Beberapa tahun setelah Al Ghazali wafat, filsuf asal Andalusia Ibnu Rusyd dengan gemas membantah balik kritikan Al Ghazali melalui karyanya yang tidak kalah kontroversial: Tahafut al Tahafut atau Kerancuan atas Kerancuan.
Kitab yang bergaya polemis ini menyerang al-Ghazali dan juga Ibn Sina karena keduanya dinilai telah salah dalam memahami pemikiran Aristoteles. Karenanya bagi orang Eropa, kitab Tahafut al Tahafut ini adalah panduan praktis dalam memahami doktrin Aristoteles, khususnya soal-soal metafisika.
Saat ini, kontribusi dunia Muslim kontemporer untuk sains berada dalam kondisi yang suram. Sebaliknya, orang-orang Barat menjadi mercusuar inovasi dan teknologi. Banyak pihak yang menuding bahwa dunia Islam mundur karena mengikuti pola pikir Al Ghazali, dan dunia Barat maju karena mengikuti pemikiran Ibnu Rusyd. Pertanyaannya, benarkah demikian?
Menurut Ketua Pimpinan Cabang Istimewa Muhammadiyah (PCIM) Amerika Serikat Muhamad Rofiq Muzakkir, anggapan bahwa Islam mundur karena Al Ghazali dan Barat maju karena Ibnu Rusdy merupakan pernyataan yang bias. Adagium yang simplistis dan terburu-buru tersebut lahir dari orang-orang Barat sebagai basis legitimasi untuk menunjukkan superioritas mereka di hadapan dunia Timur khususnya Islam.
“Kenapa Ibnu Rusyd ditempatkan lebih tinggi dari Al Ghazali karena ada Barat-sentris. Ibnu Rusyd itu tinggal di Barat, mensyarah kitab Aristoteles, mempengaruhi tokoh-tokoh Barat, cara berpikirnya menggunakan filsafat. Sementara lebih banyak pada kalam atau teologi dan tasawuf. Hemat saya ini pernyataan yang terburu-buru,” tegas Rofiq.
Menurut Rofiq, banyak bukti-bukti yang menunjukan bahwa sains dan filsafat tidak mati setelah Al Ghazali wafat, yang ada justru lebih meriah. Buktinya sains dalam Islam, khususnya Astronomi tidak terpengaruh dengan beredarnya kitab Tahafut al Tahafut.
Malah banyak pemikir-pemikir Barat yang terpengaruh oleh Hujjatul Islam seperti Thomas Aquinas, David Hume, dan lain-lain. Bahkan, ujar Rofiq, William Montgomery Watt mengaku jadi lebih religius setelah membaca renungan-renungan filosofis Al Ghazali dalam beberapa kitabnya.
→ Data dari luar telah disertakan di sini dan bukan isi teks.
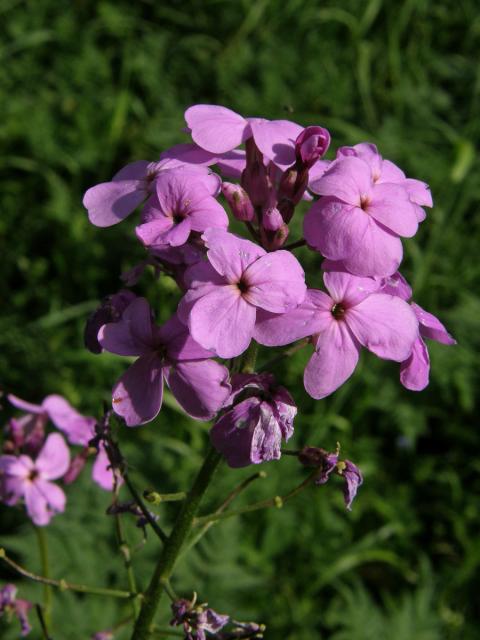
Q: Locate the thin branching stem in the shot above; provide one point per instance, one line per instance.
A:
(63, 584)
(276, 501)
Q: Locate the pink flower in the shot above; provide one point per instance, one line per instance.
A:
(22, 477)
(182, 203)
(11, 605)
(225, 293)
(199, 384)
(386, 171)
(360, 221)
(109, 203)
(79, 429)
(351, 315)
(414, 372)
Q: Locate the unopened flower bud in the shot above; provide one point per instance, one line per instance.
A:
(272, 219)
(238, 201)
(273, 240)
(311, 145)
(255, 179)
(110, 310)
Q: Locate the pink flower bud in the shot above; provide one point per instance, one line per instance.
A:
(272, 219)
(311, 145)
(238, 201)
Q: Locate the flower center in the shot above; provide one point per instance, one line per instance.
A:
(33, 475)
(242, 286)
(364, 201)
(338, 311)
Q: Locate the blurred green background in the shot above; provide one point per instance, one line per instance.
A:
(87, 87)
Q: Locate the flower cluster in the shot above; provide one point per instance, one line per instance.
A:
(237, 290)
(32, 459)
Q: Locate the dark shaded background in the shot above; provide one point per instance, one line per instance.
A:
(87, 87)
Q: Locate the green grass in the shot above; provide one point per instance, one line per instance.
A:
(87, 87)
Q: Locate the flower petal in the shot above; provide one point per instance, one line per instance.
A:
(276, 282)
(385, 325)
(343, 232)
(345, 287)
(414, 372)
(230, 255)
(391, 207)
(110, 202)
(43, 499)
(133, 334)
(200, 387)
(347, 179)
(137, 396)
(23, 405)
(223, 321)
(276, 139)
(431, 327)
(310, 317)
(333, 362)
(215, 128)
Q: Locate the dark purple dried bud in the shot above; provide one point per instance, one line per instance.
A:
(260, 416)
(318, 457)
(353, 479)
(110, 310)
(311, 145)
(255, 178)
(238, 201)
(11, 605)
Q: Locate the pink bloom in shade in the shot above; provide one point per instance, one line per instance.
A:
(182, 204)
(109, 203)
(260, 416)
(11, 605)
(199, 384)
(414, 372)
(351, 315)
(359, 221)
(22, 477)
(25, 434)
(396, 285)
(386, 171)
(239, 279)
(78, 429)
(176, 260)
(220, 130)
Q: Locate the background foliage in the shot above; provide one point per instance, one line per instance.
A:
(87, 87)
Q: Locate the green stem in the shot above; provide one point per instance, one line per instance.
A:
(127, 560)
(63, 584)
(136, 496)
(231, 496)
(157, 498)
(47, 589)
(173, 545)
(276, 501)
(249, 359)
(43, 624)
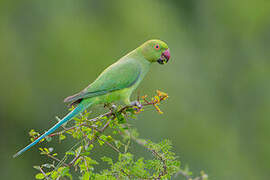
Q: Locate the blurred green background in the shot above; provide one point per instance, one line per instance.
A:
(218, 113)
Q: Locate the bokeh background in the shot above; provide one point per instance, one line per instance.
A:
(218, 113)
“Jadi pernyataan yang menghubungkan Al Ghazali dan kemunduran sains di dunia Islam itu pernyataan yang bias. Malah Al Ghazali dinilai sangat berpengaruh bagi pemikir Barat yang memiliki latar belakang agama seperti Thomas Aquinas,” ucap alumni Arizona State University ini.